Likewise, the use of a continuously variable valvetrain for both the intake and exhaust sides of a Diesel engine has been identified as a potential means to reduce the size and cost of future exhaust aftertreatment systems and a way to restore the lost fuel economy that these systems presently impose. By varying the duration of intake lift events, potential Miller-cycle type fuel economy gains are feasible. Also, with VVA on the intake side, the effective compression ratio can be varied to provide a high ratio during startup and a lower ratio for peak fuel efficiency at highway cruise conditions. Without intake side VVA, compression ratios must be compromised in a tradeoff between these two extremes. Exhaust side VVA can improve the torque response of a Diesel engine. Varying exhaust valve opening times can permit faster transitions with the turbocharger, reducing turbo lag. Exhaust VVA can also be used to expand the range of engine operation where pulse turbo-charging can be effective. Furthermore, varying exhaust valve opening times can be used to raise exhaust temperatures under light load conditions, significantly improving NOx adsorber efficiencies.
VVA devices for controlling the poppet valves in the cylinder head of an internal combustion engine are well known.
For a first example, U.S. Pat. No. 5,937,809 discloses a Single Shaft Crank Rocker (SSCR) mechanism wherein an engine valve is driven by an oscillatable rocker cam that is actuated by a linkage driven by a rotary eccentric, preferably a rotary cam. The linkage is pivoted on a control member that is in turn pivotable about the axis of the rotary cam and angularly adjustable to vary the orientation of the rocker cam and thereby vary the valve lift and timing. The oscillatable cam is pivoted on the rotational axis of the rotary cam.
For a second example, U.S. Pat. No. 6,311,659 discloses a Desmodromic Cam Driven Variable Valve Timing (DCDVVT) mechanism that includes a control shaft and a rocker arm. A second end of the rocker arm is connected to the control shaft. The rocker arm carries a roller for engaging a cam lobe of an engine camshaft. A link arm is pivotally coupled at a first end thereof to the first end of the rocker arm. An output cam is pivotally coupled to the second end of the link arm, and engages a corresponding cam follower of the engine. A spring biases the roller into contact with the cam lobe and biases the output cam toward a starting angular orientation.
A shortcoming of these prior art VVA systems is that both the SSCR device and the DCDVVT mechanism include two individual frame structures per each engine cylinder that are somewhat difficult to manufacture.
Another shortcoming is that these mechanisms “hang” from the engine camshaft and thus create a parasitic load.

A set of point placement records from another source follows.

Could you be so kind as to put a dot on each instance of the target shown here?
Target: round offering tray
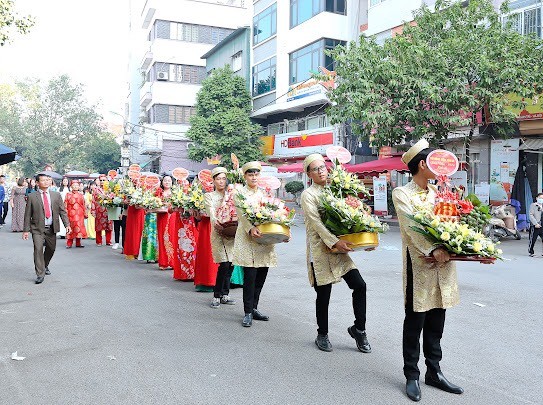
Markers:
(229, 229)
(273, 233)
(360, 240)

The SSCR input rocker is connected through a link to two output cams that also ride on the input camshaft. Because the mechanism comprises four moving parts per cylinder, it is difficult to design a return spring stiff enough for high-speed engine operation that can still fit in the available packaging space.
Still another shortcoming is that assembly and large-scale manufacture of the SSCR device would be difficult at best with its high number of parts and required critical interfaces.
What is needed in the art is a simplified VVA mechanism that is not mounted on the engine camshaft, is easy to manufacture and assemble, and requires minimal packaging space in an engine envelope.
It is a principal object of the present invention to provide variable opening timing, closing timing, and lift amplitude in a bank of engine intake or exhaust valves.
It is a further object of the invention to simplify the manufacture and assembly of a VVA system for such variable opening, closing, and lift.
It is a still further object of the invention to provide such a system which is not parasitic on the engine camshaft.